Query-2 : Calculate the count of OSSD credits for schools in each city and ranking them accordingly.
Select GD.city as City, count(sd.ossd_credits_offered) as Credits_Count
from
geographic_details GD
INNER JOIN
school_details sd
on sd.schoolid = GD.schoolid
group by GD.city
order by Credits_Count desc;
Insights: Toronto has got the maximum number of schools with OSSD credits.

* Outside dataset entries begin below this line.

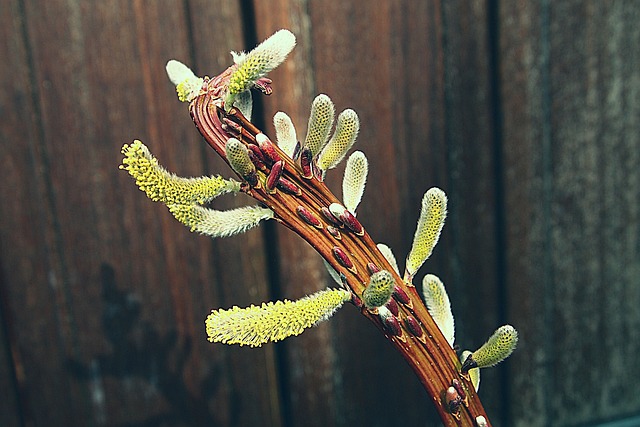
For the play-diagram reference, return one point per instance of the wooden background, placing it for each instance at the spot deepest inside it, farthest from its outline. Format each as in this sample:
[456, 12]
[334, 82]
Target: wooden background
[525, 112]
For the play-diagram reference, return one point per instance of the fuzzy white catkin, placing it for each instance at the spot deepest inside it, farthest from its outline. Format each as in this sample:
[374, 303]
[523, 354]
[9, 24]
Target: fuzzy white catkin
[320, 122]
[285, 133]
[343, 138]
[216, 223]
[437, 302]
[430, 223]
[354, 181]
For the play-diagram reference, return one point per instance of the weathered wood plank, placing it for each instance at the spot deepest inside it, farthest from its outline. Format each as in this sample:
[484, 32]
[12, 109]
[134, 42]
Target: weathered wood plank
[473, 261]
[120, 288]
[526, 144]
[571, 141]
[18, 232]
[594, 104]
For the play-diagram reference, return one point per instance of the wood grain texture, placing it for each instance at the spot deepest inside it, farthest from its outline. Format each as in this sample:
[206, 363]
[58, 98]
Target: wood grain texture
[570, 89]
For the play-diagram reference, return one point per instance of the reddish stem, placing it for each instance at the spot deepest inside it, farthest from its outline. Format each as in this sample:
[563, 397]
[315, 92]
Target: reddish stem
[428, 353]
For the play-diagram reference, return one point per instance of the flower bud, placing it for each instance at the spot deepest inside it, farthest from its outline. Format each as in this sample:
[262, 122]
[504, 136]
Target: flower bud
[256, 64]
[379, 290]
[238, 157]
[389, 256]
[320, 122]
[187, 84]
[355, 178]
[437, 302]
[343, 138]
[474, 373]
[497, 348]
[430, 223]
[285, 133]
[254, 326]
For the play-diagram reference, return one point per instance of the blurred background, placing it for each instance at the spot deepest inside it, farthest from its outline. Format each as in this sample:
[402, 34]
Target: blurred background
[525, 113]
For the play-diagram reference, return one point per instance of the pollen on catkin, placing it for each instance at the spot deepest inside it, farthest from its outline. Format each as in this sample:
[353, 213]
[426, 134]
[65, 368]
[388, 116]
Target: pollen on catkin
[354, 181]
[437, 302]
[257, 63]
[430, 223]
[497, 348]
[216, 223]
[343, 138]
[320, 122]
[285, 133]
[273, 321]
[379, 290]
[162, 186]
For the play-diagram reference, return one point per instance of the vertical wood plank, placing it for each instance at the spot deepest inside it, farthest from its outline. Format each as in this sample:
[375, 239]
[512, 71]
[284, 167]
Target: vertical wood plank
[472, 259]
[526, 143]
[570, 91]
[594, 67]
[106, 292]
[217, 29]
[20, 229]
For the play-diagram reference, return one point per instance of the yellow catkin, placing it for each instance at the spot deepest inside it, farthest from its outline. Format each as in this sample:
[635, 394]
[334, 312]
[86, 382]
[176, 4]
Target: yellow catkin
[264, 58]
[437, 302]
[273, 321]
[162, 186]
[320, 122]
[343, 138]
[379, 290]
[430, 223]
[497, 348]
[474, 373]
[216, 223]
[354, 181]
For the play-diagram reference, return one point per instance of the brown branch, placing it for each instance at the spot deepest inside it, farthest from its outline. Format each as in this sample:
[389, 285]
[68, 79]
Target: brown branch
[419, 339]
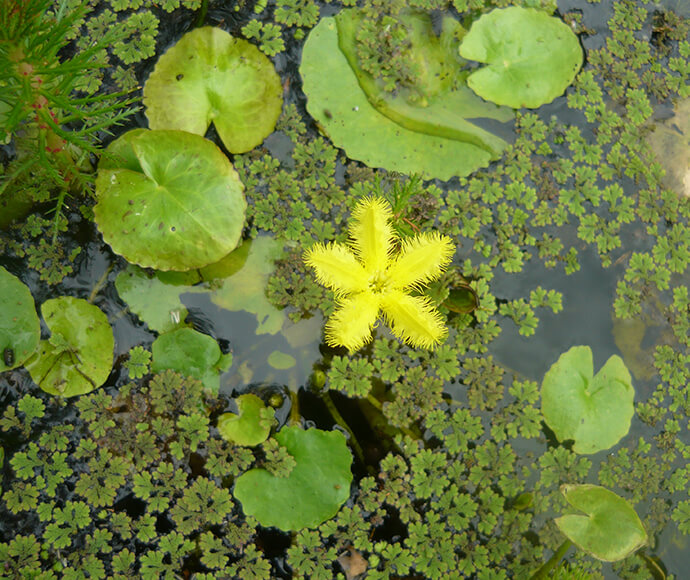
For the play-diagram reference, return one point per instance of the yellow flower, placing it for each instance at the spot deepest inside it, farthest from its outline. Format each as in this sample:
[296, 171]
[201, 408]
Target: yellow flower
[368, 277]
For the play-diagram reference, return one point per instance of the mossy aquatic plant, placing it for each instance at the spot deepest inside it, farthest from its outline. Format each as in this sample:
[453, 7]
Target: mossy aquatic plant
[446, 487]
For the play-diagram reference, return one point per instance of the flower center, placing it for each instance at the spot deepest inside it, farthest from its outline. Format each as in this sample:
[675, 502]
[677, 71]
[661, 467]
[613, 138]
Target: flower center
[379, 283]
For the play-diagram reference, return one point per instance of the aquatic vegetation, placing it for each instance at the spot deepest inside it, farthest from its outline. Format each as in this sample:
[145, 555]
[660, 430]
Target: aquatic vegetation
[426, 132]
[593, 410]
[251, 425]
[610, 531]
[191, 354]
[20, 329]
[370, 276]
[531, 57]
[462, 479]
[211, 77]
[78, 356]
[53, 130]
[169, 200]
[309, 493]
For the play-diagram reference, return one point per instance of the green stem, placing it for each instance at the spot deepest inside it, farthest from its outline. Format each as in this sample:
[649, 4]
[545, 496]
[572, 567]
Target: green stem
[333, 410]
[543, 572]
[202, 13]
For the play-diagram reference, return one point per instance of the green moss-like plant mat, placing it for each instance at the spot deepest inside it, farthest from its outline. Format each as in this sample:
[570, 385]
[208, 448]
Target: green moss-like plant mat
[169, 200]
[78, 356]
[433, 138]
[20, 329]
[211, 77]
[314, 490]
[531, 57]
[610, 531]
[593, 410]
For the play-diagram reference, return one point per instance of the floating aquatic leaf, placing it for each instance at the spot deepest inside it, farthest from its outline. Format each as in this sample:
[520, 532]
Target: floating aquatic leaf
[594, 411]
[253, 424]
[531, 57]
[192, 354]
[317, 486]
[245, 288]
[435, 140]
[20, 329]
[610, 531]
[211, 77]
[461, 299]
[155, 296]
[78, 356]
[181, 207]
[281, 361]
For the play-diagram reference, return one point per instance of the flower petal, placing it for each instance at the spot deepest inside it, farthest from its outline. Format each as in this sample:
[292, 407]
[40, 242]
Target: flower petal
[352, 322]
[371, 232]
[421, 259]
[336, 268]
[413, 319]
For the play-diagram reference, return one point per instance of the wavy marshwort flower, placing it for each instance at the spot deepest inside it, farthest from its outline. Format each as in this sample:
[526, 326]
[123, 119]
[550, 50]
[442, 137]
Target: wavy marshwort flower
[369, 276]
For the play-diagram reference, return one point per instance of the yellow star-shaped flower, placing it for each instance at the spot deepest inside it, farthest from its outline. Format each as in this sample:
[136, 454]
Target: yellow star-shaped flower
[368, 277]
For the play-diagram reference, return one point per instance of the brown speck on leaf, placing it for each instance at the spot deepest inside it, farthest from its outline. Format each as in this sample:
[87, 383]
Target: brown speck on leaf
[353, 564]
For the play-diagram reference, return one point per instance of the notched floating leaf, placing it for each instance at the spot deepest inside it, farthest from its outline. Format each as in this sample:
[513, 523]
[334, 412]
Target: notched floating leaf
[434, 137]
[192, 354]
[253, 424]
[531, 57]
[180, 206]
[20, 329]
[78, 356]
[211, 77]
[312, 493]
[593, 410]
[610, 531]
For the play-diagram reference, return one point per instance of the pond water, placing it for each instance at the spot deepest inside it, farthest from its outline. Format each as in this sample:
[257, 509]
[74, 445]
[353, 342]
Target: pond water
[275, 351]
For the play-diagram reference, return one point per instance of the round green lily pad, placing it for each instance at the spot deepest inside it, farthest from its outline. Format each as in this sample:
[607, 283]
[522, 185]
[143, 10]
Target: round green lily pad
[192, 354]
[610, 531]
[594, 411]
[20, 329]
[531, 57]
[312, 493]
[253, 424]
[78, 356]
[182, 207]
[211, 77]
[336, 100]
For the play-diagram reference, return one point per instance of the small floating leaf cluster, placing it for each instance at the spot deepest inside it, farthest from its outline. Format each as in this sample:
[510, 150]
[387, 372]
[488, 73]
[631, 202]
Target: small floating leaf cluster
[137, 478]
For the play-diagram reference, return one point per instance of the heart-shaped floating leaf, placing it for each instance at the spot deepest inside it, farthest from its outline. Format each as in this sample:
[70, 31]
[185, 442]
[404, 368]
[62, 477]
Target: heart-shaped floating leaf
[155, 296]
[594, 411]
[192, 354]
[317, 486]
[20, 329]
[610, 531]
[78, 356]
[253, 424]
[434, 140]
[181, 208]
[211, 77]
[531, 57]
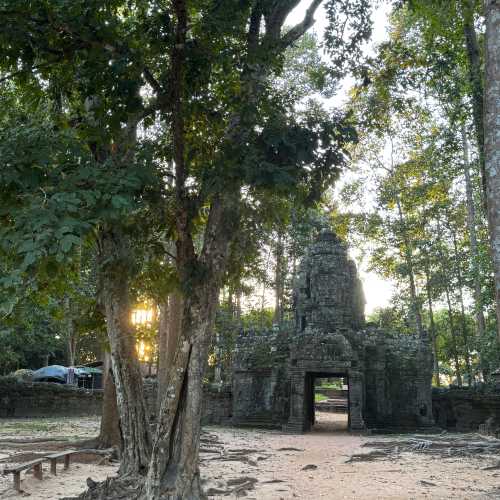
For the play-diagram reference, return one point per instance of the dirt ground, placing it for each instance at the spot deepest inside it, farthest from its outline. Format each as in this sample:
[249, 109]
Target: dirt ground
[264, 465]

Query-3: Counting the number of elementary, secondary and Elem/Sec. schools within each city in Ontario.
select GD.city as City,
sum(case when sd.schoollevel = 'Secondary' then 1 else 0 end) as Secondary_Schools,
sum(case when sd.schoollevel = 'Elementary' then 1 else 0 end) as Elementary_Schools,
sum(case when sd.schoollevel = 'Elem/Sec' then 1 else 0 end) as Elem_Secs
from
school_details sd
inner join
geographic_details GD
on sd.schoolid = GD.schoolid
group by GD.city
order by GD.city;
Insights: Toronto has got the maximum number of secondary schools, elementary and elem/sec schools.
Query-4: The name of principals and the number of schools they headed.
Select S.principalname as Principal_Name, count( distinct SD.schoolid) as SchoolCount
from
school_details S
inner Join
school_details SD
on S.principalname = SD.principalname
group by Principal_Name
order by SchoolCount desc;
Insights:Hassan Mirzai has headed maximum number of schools in Ontario as a principal.
Query-5: Extracting the count of duplicate school websites.
Select schoolwebsite, count(schoolwebsite)
from
school_details
group by schoolwebsite
having count(schoolwebsite) > 1
order by count(schoolwebsite) DESC;
Insights: "www.atlastforestschools.com" has been duplicated multiple times.
Query-6: Top-3 cities with average number of schools without association membership.
select gd.city as City, avg(gd.schoolid) as Average from
geographic_details gd inner join school_details S
on gd.schoolid = S.schoolid
where
S.association_membership != 'No'
group by gd.city
order by
Average desc
limit 3;
Insights: Woodstock has got the maximum average number of schools without association membership.
Data Visualization:
KPI:- Website Duplication (Query-5)
School Leadership Management (Query-4)
Non-Member Schools (Query-6)
Ontario School Credits (Query-2)
Quality Testing
Functional Validation:- Testing each feature to ensure it functions as required and verifying that all filters and action filters on the report operate correctly according to the specifications.
Data Validation: - Ensuring the accuracy and quality of the data by matching the values in Power BI reports with the SQL query results.